Where to look when something’s wrong#

  • “Wrong number on a single element.” → start in src/femorph_solver/elements/<topology>.py. Each element page in Element kernels has the formulas it implements; the kernel file is the literal implementation.

  • “Wrong number on the global K / M.” → assembly is in src/femorph_solver/model.py (_assemble) and the C++ extension’s assemble_* entry points. Always reproduce with a 1- or 2-element mesh first; the assembly bug only manifests at element boundaries.

  • “Right K / M, wrong displacement / spectrum.” → look at the linear / eigen backend that linear_solver="auto" picked. Report() reports which backends are available; force a specific one (linear_solver="superlu") to bisect against the fastest path.

  • “Right answer in memory, wrong answer when read back from .pv.” → result IO is in src/femorph_solver/result/ and the write_* functions in each subclass. Result.metadata shows what the writer actually stamped on the file.

  • “Reader produces the wrong mesh from a vendor deck.” → look in src/femorph_solver/interop/<vendor>/. The reader is the thinnest sane wrapper around the vendor-grammar parser; the bug is usually in the parser’s output, not in our translation.

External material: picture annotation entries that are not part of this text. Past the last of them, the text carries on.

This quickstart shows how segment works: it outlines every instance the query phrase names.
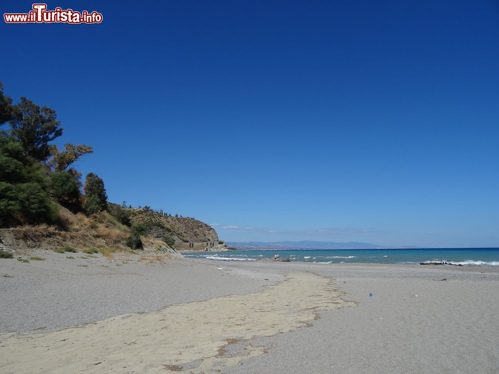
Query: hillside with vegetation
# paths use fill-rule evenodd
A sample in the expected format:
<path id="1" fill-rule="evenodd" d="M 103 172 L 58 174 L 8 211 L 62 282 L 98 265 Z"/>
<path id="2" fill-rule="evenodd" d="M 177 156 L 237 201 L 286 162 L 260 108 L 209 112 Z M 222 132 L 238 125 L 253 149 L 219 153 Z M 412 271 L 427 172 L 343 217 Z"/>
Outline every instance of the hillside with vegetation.
<path id="1" fill-rule="evenodd" d="M 223 249 L 217 232 L 193 218 L 108 201 L 104 181 L 75 161 L 84 144 L 50 142 L 63 135 L 55 111 L 26 98 L 18 103 L 0 83 L 0 251 L 72 248 L 103 253 Z M 2 253 L 0 253 L 2 255 Z M 5 255 L 8 255 L 8 253 Z"/>

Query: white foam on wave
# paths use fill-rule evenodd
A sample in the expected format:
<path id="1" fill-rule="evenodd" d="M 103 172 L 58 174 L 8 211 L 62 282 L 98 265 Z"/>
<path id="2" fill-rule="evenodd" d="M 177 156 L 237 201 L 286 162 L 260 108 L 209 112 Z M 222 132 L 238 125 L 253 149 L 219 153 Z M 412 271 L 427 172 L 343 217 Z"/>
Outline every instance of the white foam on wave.
<path id="1" fill-rule="evenodd" d="M 223 260 L 224 261 L 256 261 L 254 258 L 238 258 L 237 257 L 221 257 L 219 256 L 205 256 L 209 260 Z"/>

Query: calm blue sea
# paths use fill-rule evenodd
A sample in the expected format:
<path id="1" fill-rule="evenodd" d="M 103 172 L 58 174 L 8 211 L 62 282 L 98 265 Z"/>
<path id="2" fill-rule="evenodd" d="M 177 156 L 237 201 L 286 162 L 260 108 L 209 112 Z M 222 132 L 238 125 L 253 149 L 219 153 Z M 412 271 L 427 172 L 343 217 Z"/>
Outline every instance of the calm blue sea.
<path id="1" fill-rule="evenodd" d="M 278 253 L 291 261 L 317 263 L 419 264 L 439 261 L 463 266 L 499 266 L 499 248 L 336 249 L 186 252 L 187 257 L 217 261 L 258 261 Z"/>

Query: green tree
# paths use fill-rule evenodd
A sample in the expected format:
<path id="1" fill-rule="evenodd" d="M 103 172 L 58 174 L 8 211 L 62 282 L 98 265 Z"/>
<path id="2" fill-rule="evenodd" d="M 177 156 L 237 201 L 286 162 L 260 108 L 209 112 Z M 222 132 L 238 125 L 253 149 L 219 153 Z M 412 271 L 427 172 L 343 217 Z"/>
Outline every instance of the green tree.
<path id="1" fill-rule="evenodd" d="M 52 196 L 61 205 L 73 211 L 79 210 L 81 207 L 80 197 L 80 186 L 66 171 L 54 173 L 50 176 Z"/>
<path id="2" fill-rule="evenodd" d="M 3 84 L 0 82 L 0 125 L 10 119 L 12 115 L 12 99 L 3 95 Z"/>
<path id="3" fill-rule="evenodd" d="M 52 158 L 48 164 L 55 172 L 66 170 L 81 156 L 93 153 L 92 147 L 84 144 L 68 144 L 64 145 L 64 151 L 60 151 L 56 146 L 51 147 Z"/>
<path id="4" fill-rule="evenodd" d="M 107 193 L 104 187 L 104 181 L 93 173 L 87 175 L 83 186 L 85 203 L 83 208 L 87 214 L 102 211 L 107 205 Z"/>
<path id="5" fill-rule="evenodd" d="M 48 142 L 62 135 L 55 111 L 42 108 L 25 97 L 12 107 L 10 134 L 20 142 L 26 156 L 45 161 L 50 155 Z"/>

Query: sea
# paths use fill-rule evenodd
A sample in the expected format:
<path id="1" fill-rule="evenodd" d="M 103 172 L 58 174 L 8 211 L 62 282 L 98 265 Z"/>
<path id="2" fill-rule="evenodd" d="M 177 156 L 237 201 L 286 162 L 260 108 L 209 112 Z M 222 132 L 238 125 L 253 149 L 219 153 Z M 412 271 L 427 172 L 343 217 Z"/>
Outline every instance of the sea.
<path id="1" fill-rule="evenodd" d="M 214 261 L 259 261 L 274 253 L 293 262 L 320 264 L 374 263 L 419 264 L 447 262 L 463 266 L 499 266 L 499 248 L 424 248 L 411 249 L 289 249 L 229 252 L 185 252 L 186 257 Z"/>

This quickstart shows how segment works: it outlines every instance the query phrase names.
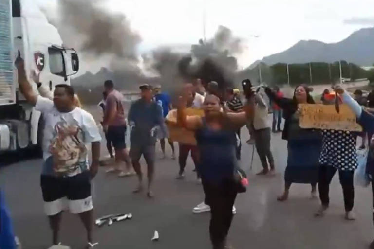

Each of these layers is independently regression-tested under tests/ so a fix isolated to one layer should not require changes in another.

Testing strategy#

Three test pillars, each with its own success criterion:

  • Analytical / closed-form regression (tests/analytical/, tests/validation/). Every assertion traces to a published formula. This is the first-principles pillar — it doesn’t triangulate against another solver, it asks “do we match what the textbook says”.

  • Verification manuals (tests/cross_solver/, tests/interop/mapdl/). Re-author published verification- manual problems (NAFEMS LE / AVM, MAPDL VM, NASTRAN VG) natively and assert published targets. Tracks per-VM coverage in Vendor verification-manual coverage matrix.

  • Cross-solver round-trip (tests/interop/). Import the same problem from a NASTRAN .bdf, an Abaqus .inp, and a MAPDL .cdb; assert the spectrum / displacement field agrees with the closed-form to the same tolerance as a hand-built mesh. Cross-solver parity is a consequence of correctness, not the proof of it.

Coverage is monitored on every PR via the diff-cover step in tests.yml; the headline coverage number is ≥ 90 % across the package and 100 % on the result hierarchy.

Provenance and IP discipline#

Everything in femorph-solver is independently developed from public FEM literature. The Provenance inventory page tracks every non-trivial numerical kernel back to a published reference (Bathe, Zienkiewicz, Hughes, Cook, Rao, Timoshenko, …). Nothing is reverse-engineered or reproduced from confidential vendor material; SOURCES.md at the repo root is the authoritative sourcing policy.

This isn’t optional — see Verification and the fair-use citation pattern. PRs that introduce a new kernel without a citation block are bounced.